Category: Garden & Interior Design | Posted: Wed Oct 20, 2010 11:42 pm

In this installment of my blog, I'm going to discuss the different types of outdoor planters that can be used. Remember, you don't necessarily want a single type; rather mix and match as you see fit. Be creative and have fun.

First, we have NeoClassical 19th Century French Jardinièrs. These are elegant, and are authentic 19th Century Antiques. Of course, you can also go with reproductions, but the real thing is always (WAY) cooler. To preserve the painted design on these, I'd suggest keeping them indoors, or in a screen room. Restrained elegance comes to mind with this pair.

Next there's a Classical pair of painted cast iron urns. These show weathering and rusting on the metal surfaces where the paint has weathered off.

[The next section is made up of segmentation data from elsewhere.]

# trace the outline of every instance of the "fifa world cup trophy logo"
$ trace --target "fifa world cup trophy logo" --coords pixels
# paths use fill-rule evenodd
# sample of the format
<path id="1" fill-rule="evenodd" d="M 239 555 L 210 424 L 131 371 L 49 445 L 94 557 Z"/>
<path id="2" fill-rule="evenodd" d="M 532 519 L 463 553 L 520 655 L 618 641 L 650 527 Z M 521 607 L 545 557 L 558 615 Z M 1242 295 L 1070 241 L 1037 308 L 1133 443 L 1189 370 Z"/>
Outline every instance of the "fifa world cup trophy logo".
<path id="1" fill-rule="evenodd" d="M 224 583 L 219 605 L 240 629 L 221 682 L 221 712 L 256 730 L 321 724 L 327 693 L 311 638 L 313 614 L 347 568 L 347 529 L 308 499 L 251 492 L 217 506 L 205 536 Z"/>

Leaving these outdoors isn't going to ruin them. It will take longer than a few lifetimes.

These are also authentic French antiques, from the mid nineteenth century. Their timeless beauty and stark realness of the weathered metal will help bring out the beauty of any sort of flowers that are growing in them. Bright flowers would work well.

From metal, we move on to rubber. Yes; we're going to discuss tires. Tires can be used to create walls, change the grade of land, or as unpainted, or painted containers. Tires may be stacked to achieve a deeper container size, or left as single-tire containers. With eco-consciousness no longer something to sneer at, even the most traditional tastes will smile and see that recycling can be beautiful and thought provoking.

Next is concrete. Concrete is heavy and strong, and a larger planter can help separate outdoor space nicely. Unfinished concrete is probably your best choice, as its natural color and texture is usually extremely interesting in contrast with the various shades of green planted within.

Wood is good. Oak barrel planters are always in style. There are different finishes that may be applied, though the beauty is always in the grain of the wood itself. Wood does degrade rather quickly, but such planters may be treated to extend their life. Wood can help make a place feel more cozy, and less formal.

Finally, we have the humble plastic containers. Most of my containers are plastic, because plastic is cheap, lightweight, and usually lasts a long time (depending on the specific variety.) Plastic can be molded to look like wood, concrete, metal, and anything else one can think of.

Plastic is the most versatile material that we can employ, and if many containers are used, consider a few authentic antique planters, a few concrete planters, and many plastic and wood ones. How you choose to arrange them depends on your own taste, and the dictates of how the space is to be divided and used.